Digitizing for the Purpose of Conservation
Historic architecture is being digitized and modelled for the purpose of conservation, preservation and protection of the structures and their cultural heritage. In the past, photogrammetical documentations were possible only with analog cameras of 5’x7’ or 4’x5’ frame size and accomplished by using a lift that was positioned and driven around the object and carried the photographer around.
Today, with the development of smaller and lighter aerial platforms (UAVs and cameras), surveying complex structures in populated environment is becoming easier, faster, affordable and more efficient, and the images are utilized for inspection, monitoring, 2D/3D image rectification and dense point cloud creation.
CopterSystems GmbH is developing intelligent aerial platforms and manufacturing tailor made UAV solutions for diverse applications.
Fokus GmbH Leipzig, is an engineering company that provides special services in the fields of architecture photogrammetry and focuses on complex surveying supporting the documentation of monuments, as well as photogrammetrical evaluation of historic photographs for dimensionally reconstruction of historic objects.
CopterSystems and Fokus GmbH Leipzig joined forces and executed a complex aerial survey for documenting the historic neo-Gothic church St. Mauritius in Frankfurt /Main. The church that was built in 1901 is located in a populated area and attracts many visitors. The challenge was not only documenting the structure, but also allowing the traffic of people around it uninterrupted.
2D Image Rectification
The four facades of the church tower – 42 meters high – were documented by 2D rectified images in the scale 1:20 and 300 dpi resolution. This corresponds to a pixel resolution of 1.7 mm at the object.
The decision to use 2D image rectification (instead of 3D ortho projection) was due to higher image quality of depiction of damages at the natural stone. The image rectification and image mosaic were made with metigo® MAP. Colour correction and final processing was done with Adobe Photoshop.
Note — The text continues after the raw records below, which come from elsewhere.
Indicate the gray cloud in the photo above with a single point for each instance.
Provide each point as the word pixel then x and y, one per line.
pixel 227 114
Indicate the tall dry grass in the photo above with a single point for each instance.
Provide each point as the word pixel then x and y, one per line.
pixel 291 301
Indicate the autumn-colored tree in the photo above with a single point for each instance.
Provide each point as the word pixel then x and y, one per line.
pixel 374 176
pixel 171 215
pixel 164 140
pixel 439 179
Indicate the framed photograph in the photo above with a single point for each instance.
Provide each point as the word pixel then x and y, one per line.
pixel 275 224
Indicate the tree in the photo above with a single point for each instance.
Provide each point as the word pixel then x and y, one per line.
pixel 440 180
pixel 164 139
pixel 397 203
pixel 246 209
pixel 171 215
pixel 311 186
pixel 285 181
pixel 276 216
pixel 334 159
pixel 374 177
The metigo® MAP software has been developed by Fokus GmbH Leipzig in close cooperation with conservators since 2000 and offers image rectification and mapping, as well as quantity survey and analysis. On base of the true-to-scale image plans planer and conservators can document damages and estimate quantities that enables providing accurate cost and time estimations for conservation projects.
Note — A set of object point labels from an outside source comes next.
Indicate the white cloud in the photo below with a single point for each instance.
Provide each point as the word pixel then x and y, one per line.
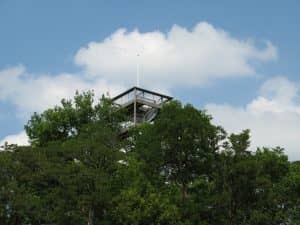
pixel 19 139
pixel 273 117
pixel 36 93
pixel 180 57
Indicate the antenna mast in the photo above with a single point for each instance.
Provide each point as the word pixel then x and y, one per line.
pixel 137 71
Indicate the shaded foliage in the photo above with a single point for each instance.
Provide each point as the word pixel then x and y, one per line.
pixel 181 169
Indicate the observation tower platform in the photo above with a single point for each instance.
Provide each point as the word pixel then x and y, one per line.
pixel 141 105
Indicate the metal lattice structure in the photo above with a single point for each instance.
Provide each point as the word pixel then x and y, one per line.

CopterSystems: Documenting Historic Buildings by creating true to scale image plans with Phase One 50MP camera, a UAV and metigo®
With Phase One Industrial’s lightest 50MP camera, surveillance of structures in populated areas is easier, faster and more affordable.
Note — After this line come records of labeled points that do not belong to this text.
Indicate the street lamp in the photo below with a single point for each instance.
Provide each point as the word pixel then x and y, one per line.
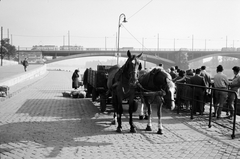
pixel 206 44
pixel 119 25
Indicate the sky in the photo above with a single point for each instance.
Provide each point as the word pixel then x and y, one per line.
pixel 151 24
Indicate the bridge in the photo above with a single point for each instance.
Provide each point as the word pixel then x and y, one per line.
pixel 168 58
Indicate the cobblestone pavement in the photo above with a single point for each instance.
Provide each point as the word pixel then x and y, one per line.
pixel 37 122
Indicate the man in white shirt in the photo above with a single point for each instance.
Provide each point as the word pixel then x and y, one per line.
pixel 220 82
pixel 234 86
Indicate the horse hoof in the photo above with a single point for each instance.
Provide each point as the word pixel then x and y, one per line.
pixel 113 122
pixel 159 131
pixel 148 128
pixel 133 130
pixel 119 130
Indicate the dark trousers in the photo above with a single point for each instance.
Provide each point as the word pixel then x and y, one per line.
pixel 198 103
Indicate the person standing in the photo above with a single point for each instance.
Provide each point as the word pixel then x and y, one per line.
pixel 25 64
pixel 207 78
pixel 206 75
pixel 75 79
pixel 220 82
pixel 234 85
pixel 172 73
pixel 198 103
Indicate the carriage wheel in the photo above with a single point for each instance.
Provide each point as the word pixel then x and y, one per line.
pixel 102 102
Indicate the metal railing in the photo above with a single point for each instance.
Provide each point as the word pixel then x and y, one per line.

“The 50MP camera was integrated into the CS-P.O.C easily, and its high dynamic range enabled the capture of images in the highest resolution. The camera delivered excellent results with high level of accuracy and details that enabled our customer to use the true-to-scale image plans for the damage mapping and for the controlling process of restoration”
Roman PaulusFounder and CEO, Copter Systems
As with any project where buildings are occupied, the principal consideration is disruption to the daily routine and attempts to minimize it. In this specific project, the challenges were clear; the need to fly in the center of a big german city that is located close to the airport, and execute a surveying project close to a church – a local historical attraction with high density of visitors.
CopterSystems chose to integrate Phase One’s 50MP camera – the smallest and lightest digital medium format aerial camera, with CMOS sensor, quality capture from ISO 100 to 6400, 8280 pixels in cross track coverage, capture rate of 0.8 sec/frame, direct connectivity with FMS, GPS/IMU and Schneider-Kreuznach central shutter lenses up to 1/1600 sec.
Gisbert Sacher, Fokus GmbH Leipzig CEO said: “The usage of the UAV was a great help for recording images of the church in high quality. The usage of a larger lift was not possible and image recording would have taken more time.”